Abbiamo un presidente del Consiglio, e questo è positivo. Le precisazioni e le sottolineature con cui ha assunto l’incarico, tuttavia, aprono una serie di interrogativi. Enrico Letta, infatti, ha spiegato di aver accettato «con riserva» e che «il governo non nascerà a tutti i costi»; poi, parlando del peso che ha deciso di sobbarcarsi per senso di responsabilità, ha aggiunto: «se posso permettermi, lo sento più forte e pesante della mia capacità di reggerlo». In serata, infine, conversando con in cronisti, ha ammesso che «siamo in terra incognita, passo passo si capiscono modalità e obiettivi». Abbiamo chiesto all’editorialista de Il Corriere della Sera, Angelo Panebianco, quali sono le prospettive della compagine governativa che viene costruita in questa ore.
Come interpreta le parole di Letta?
E’ evidente che si sarebbero presentate quelle difficoltà che, ora, Letta dovrà superare. Le sue dichiarazioni sono legate, quindi, ad una semplice ragione di prudenza.
A quali difficoltà si riferisce?
La prima, la più importante, riguarda l’impossibilità, al momento, di conferire un baricentro stabile al Pd. Se, a brevissimo termine, non si troverà una soluzione in grado di stabilizzarlo, tale incapacità si rifletterà pesantemente sulla vita del governo. Non dimentichiamo che la bocciatura di Giuliano Amato potrebbe essere destinata a provocare delle ripercussioni.
Cosa intende?
Presumibilmente, il veto sull’ex presidente del Consiglio è stato posto dal Pd. Non da tutto il partito, ovviamente. Attualmente, sotto le insegne democratiche, coabitano 7-8 fazioni distinte. Ebbene, resta da capire come si orienterà, rispetto all’azione dell’esecutivo, quella che avrebbe preferito Amato a Letta. Non dimentichiamo che parliamo dello stesso partito che ha affondato, solo pochi giorni fa, due progetti opposti: quello legato alla candidatura di Marini, e quello legato alla candidatura di Prodi. E’ evidente, quindi, che il gruppo non esiste più. E’ immaginabile che Letta, tenendo conto di questa situazione, abbia deciso di agire con estrema cautela.
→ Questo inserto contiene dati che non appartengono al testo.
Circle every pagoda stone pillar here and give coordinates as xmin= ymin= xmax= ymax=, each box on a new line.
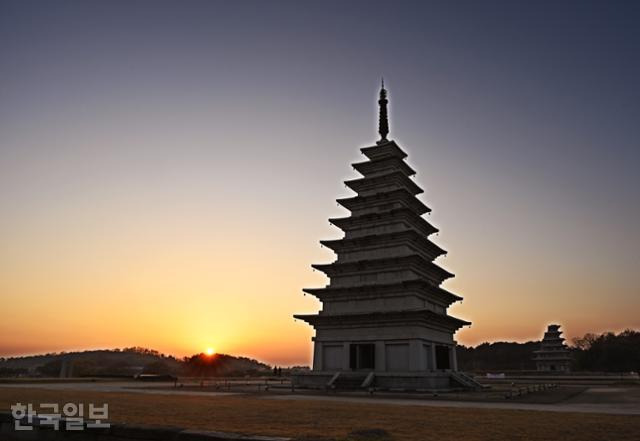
xmin=431 ymin=342 xmax=438 ymax=371
xmin=451 ymin=345 xmax=458 ymax=372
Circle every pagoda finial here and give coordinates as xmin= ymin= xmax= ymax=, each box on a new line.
xmin=378 ymin=77 xmax=389 ymax=144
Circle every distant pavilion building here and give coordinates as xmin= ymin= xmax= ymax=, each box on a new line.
xmin=295 ymin=83 xmax=478 ymax=389
xmin=533 ymin=325 xmax=571 ymax=372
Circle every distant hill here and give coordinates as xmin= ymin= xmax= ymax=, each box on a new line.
xmin=0 ymin=347 xmax=270 ymax=377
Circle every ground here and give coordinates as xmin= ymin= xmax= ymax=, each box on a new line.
xmin=0 ymin=384 xmax=640 ymax=441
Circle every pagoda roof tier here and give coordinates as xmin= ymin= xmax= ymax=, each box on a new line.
xmin=360 ymin=141 xmax=407 ymax=160
xmin=329 ymin=207 xmax=438 ymax=236
xmin=320 ymin=230 xmax=447 ymax=260
xmin=351 ymin=156 xmax=416 ymax=176
xmin=337 ymin=189 xmax=431 ymax=214
xmin=294 ymin=309 xmax=471 ymax=332
xmin=303 ymin=280 xmax=462 ymax=306
xmin=344 ymin=170 xmax=424 ymax=196
xmin=311 ymin=254 xmax=453 ymax=285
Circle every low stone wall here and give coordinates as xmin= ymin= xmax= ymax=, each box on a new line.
xmin=291 ymin=371 xmax=452 ymax=391
xmin=0 ymin=412 xmax=290 ymax=441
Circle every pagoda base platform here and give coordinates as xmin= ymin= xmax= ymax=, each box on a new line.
xmin=291 ymin=371 xmax=475 ymax=392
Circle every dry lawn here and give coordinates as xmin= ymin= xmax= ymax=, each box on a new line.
xmin=0 ymin=387 xmax=640 ymax=441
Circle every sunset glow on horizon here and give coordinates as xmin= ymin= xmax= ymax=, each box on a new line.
xmin=0 ymin=1 xmax=640 ymax=366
Ma c’è un altro fattore che complica lo scenario.
Ci spieghi.
Quanto più il Pd mostra di essere diviso, tanto più Berlusconi è indotto ad alzare la posta in gioco. Mi riferisco, per esempio, alla richiesta di abolizione dell’Imu.
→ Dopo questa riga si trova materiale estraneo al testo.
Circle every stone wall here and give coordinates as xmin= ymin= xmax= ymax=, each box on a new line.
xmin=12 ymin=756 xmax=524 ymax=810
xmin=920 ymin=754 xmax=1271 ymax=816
Cosa cambierebbe se i democratici non risultassero così deboli?
Berlusconi si considererebbe sufficientemente accontentato. Ha già ottenuto molto: era stretto in un angolo, era possibile che fosse eletto un presidente a lui ostile, che si formasse un esecutivo di minoranza con a capo Bersani, e che si andasse a elezioni con il Pd al governo. Ora, invece, può permettersi di rigirare il coltello nella piaga.
Data la situazione, è ancora possibile che si formi un governo forte?
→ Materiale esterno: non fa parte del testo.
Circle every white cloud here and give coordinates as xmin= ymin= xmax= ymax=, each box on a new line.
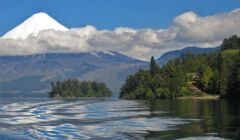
xmin=0 ymin=10 xmax=240 ymax=60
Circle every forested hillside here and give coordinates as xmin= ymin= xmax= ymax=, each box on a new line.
xmin=120 ymin=35 xmax=240 ymax=99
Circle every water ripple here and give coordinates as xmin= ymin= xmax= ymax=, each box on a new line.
xmin=0 ymin=100 xmax=199 ymax=139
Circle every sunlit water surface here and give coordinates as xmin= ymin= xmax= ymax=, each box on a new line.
xmin=0 ymin=98 xmax=240 ymax=140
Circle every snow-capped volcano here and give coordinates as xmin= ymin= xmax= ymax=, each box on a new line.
xmin=2 ymin=13 xmax=68 ymax=40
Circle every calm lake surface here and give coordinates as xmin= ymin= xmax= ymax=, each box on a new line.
xmin=0 ymin=98 xmax=240 ymax=140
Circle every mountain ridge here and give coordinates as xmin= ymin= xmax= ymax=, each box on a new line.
xmin=1 ymin=12 xmax=69 ymax=40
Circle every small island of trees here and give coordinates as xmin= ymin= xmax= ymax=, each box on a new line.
xmin=120 ymin=35 xmax=240 ymax=99
xmin=49 ymin=79 xmax=112 ymax=98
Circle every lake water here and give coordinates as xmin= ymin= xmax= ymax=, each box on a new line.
xmin=0 ymin=98 xmax=240 ymax=140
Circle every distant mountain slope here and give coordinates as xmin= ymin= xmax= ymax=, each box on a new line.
xmin=2 ymin=13 xmax=68 ymax=39
xmin=157 ymin=47 xmax=220 ymax=65
xmin=0 ymin=51 xmax=146 ymax=97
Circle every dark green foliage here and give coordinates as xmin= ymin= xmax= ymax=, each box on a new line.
xmin=49 ymin=79 xmax=111 ymax=98
xmin=120 ymin=36 xmax=240 ymax=99
xmin=150 ymin=56 xmax=160 ymax=75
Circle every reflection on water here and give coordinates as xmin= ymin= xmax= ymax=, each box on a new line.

Ne dubito. Le premesse indicano il contrario. Il governo potrà essere forte esclusivamente nel caso in cui Napolitano riesca a tenere la barra. Si tenga conto del fatto che Amato sarebbe tornato utile al capo dello Stato proprio perché ne avrebbe alleviato i compiti, disponendo di grande autorevolezza da spendere in sede europea.
E Letta no?
Letta, indubbiamente, ha il vantaggio dell’età. Sconta, tuttavia, il fatto di appartenere a quel gruppo dirigente dilaniato da lotte intestine. Significa che ha molti nemici interni che avranno contro di lui ragioni che non avrebbero avuto contro Amato. Il quale, ormai, non è più in gara per chissà quale futuro politico.
Pare che Berlusconi abbia posto il veto su Renzi perché, ipotizzando che sarà il suo sfidante alle prossime elezioni, non voleva dagli il vantaggio della premiership.
Sicuramente, lo teme. Renzi, un domani, potrebbe metterlo in seria difficoltà. Sempre che il Pd non si sfaldi definitivamente.
Cosa ne sarà, invece, di Scelta civica?
E’ un’aggregazione elettorale che resterà tale fino alle prossime elezioni. Dopo di che, alcuni dei suoi esponenti andranno con Renzi, altri con Berlusconi.